What can be ascertained without equivocation is the changing nature of the Century’s mission beginning under the guidance of Martin Marty, and this material again is great fodder for consideration. Marty perceived a changing religious landscape in the United States and helped initiate what Coffman labels the “decoupling [of the Century’s] role as religion’s intellectual vanguard from its quest to win America” (205). Quoting a Marty editorial at length,
We cannot judge because we are captives of alien values. We cannot save because our paradise seems to be coextensive with the secular American Dream. We cannot lead because our ethic too often simply sanctifies and sanctions the American Way of Life.
Coffman writes that Marty “admonished his tradition to ‘enjoy the luxury of its minority status’…. Pull back from cultural contention, he counseled, and forget statistical growth. God was not calling Protestants to save the nation” (206-207).
Merely as a snapshot of mid-century mainline Protestantism, this section of Coffman’s final chapter is enthralling, but for added intellectual stimulation the persistent contrast to evangelicalism rears its head again. Lacking context, one could easily mistake Marty’s editorial for any of the scores of essays and blog posts authored by twenty-first-century evangelicals.
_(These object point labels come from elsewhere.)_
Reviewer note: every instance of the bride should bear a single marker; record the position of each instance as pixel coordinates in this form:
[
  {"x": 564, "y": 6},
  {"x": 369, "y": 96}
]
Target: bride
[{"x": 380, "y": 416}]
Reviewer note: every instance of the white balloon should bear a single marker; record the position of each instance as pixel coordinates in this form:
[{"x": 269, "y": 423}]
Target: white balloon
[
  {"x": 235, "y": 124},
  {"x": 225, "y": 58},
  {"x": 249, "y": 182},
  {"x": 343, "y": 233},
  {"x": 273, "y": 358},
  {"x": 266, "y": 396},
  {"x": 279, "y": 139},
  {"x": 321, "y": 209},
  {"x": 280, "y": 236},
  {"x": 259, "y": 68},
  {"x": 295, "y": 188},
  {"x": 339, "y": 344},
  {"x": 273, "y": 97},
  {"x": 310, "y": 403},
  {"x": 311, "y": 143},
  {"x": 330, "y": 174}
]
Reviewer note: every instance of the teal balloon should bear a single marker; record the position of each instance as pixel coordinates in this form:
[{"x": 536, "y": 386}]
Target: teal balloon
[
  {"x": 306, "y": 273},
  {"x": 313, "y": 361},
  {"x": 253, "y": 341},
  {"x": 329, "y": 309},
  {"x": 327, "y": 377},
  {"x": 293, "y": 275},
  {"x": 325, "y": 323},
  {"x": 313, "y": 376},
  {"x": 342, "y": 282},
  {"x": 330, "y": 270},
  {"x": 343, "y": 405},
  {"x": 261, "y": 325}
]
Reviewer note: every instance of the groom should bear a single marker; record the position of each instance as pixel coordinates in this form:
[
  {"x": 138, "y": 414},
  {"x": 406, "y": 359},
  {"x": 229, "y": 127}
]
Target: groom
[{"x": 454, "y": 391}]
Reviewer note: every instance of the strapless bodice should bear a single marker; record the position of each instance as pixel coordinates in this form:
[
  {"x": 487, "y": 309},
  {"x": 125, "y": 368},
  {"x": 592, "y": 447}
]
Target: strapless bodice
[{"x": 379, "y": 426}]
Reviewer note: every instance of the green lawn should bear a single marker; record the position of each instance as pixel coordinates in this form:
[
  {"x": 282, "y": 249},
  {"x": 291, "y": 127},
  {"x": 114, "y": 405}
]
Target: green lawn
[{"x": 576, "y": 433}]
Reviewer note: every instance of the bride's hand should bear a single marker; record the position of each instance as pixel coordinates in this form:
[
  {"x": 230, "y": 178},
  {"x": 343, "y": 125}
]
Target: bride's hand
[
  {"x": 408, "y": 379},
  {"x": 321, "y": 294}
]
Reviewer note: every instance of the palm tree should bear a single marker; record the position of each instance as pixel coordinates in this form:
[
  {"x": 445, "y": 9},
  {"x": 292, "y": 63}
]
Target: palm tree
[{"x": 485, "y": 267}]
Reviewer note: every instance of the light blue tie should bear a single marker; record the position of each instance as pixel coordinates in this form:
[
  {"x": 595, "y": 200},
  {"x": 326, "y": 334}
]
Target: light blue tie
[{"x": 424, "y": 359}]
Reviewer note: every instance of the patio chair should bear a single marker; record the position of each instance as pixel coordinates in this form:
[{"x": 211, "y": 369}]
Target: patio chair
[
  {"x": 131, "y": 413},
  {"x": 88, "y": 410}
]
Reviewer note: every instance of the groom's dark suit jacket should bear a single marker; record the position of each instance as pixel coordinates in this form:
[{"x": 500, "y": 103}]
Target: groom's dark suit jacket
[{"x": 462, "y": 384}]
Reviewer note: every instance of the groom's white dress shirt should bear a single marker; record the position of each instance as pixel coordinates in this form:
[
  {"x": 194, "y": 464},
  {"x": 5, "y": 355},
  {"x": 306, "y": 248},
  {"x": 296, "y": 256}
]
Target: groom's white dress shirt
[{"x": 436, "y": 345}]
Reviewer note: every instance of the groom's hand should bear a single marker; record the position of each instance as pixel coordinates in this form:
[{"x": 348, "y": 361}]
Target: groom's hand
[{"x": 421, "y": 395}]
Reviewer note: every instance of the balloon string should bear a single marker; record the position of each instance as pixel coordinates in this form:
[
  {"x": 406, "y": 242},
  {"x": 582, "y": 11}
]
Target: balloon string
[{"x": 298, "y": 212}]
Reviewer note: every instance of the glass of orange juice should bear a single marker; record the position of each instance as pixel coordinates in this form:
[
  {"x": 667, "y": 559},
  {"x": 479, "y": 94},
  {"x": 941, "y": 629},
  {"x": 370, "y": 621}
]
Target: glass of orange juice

Whether this is an indication of the continuing influence of mainline thinking, the inevitable lot of establishment-seeking religious movements, or some unidentified force at play, the obvious similarities between the two movements are compelling.
For these values and many more, Coffman’s book is an illuminating read. Rather than permitting the mainline to suffer in the purgatory of imprecision, Coffman conveys a living tradition of extreme complexity, “a set of denominations, a mode of religiosity, a social network, and an attempted religious establishment” (6). Her readers will be the better for it.
Cite this article
- For examples from several decades and editors, see pages 59, 185, and 199.
- For interfaith connections, see page 79 and the section discussing the “Four C’s” (The Christian Century, Commonweal, and Commentary) on page 208ff; for the role of the layperson, see page 165; for photographic vs. interpretive, see 53 and 200ff.
- James Davison Hunter, To Change the World: The Irony, Tragedy, and Possibility of Christianity in the Late Modern World (New York: Oxford University Press, 2009).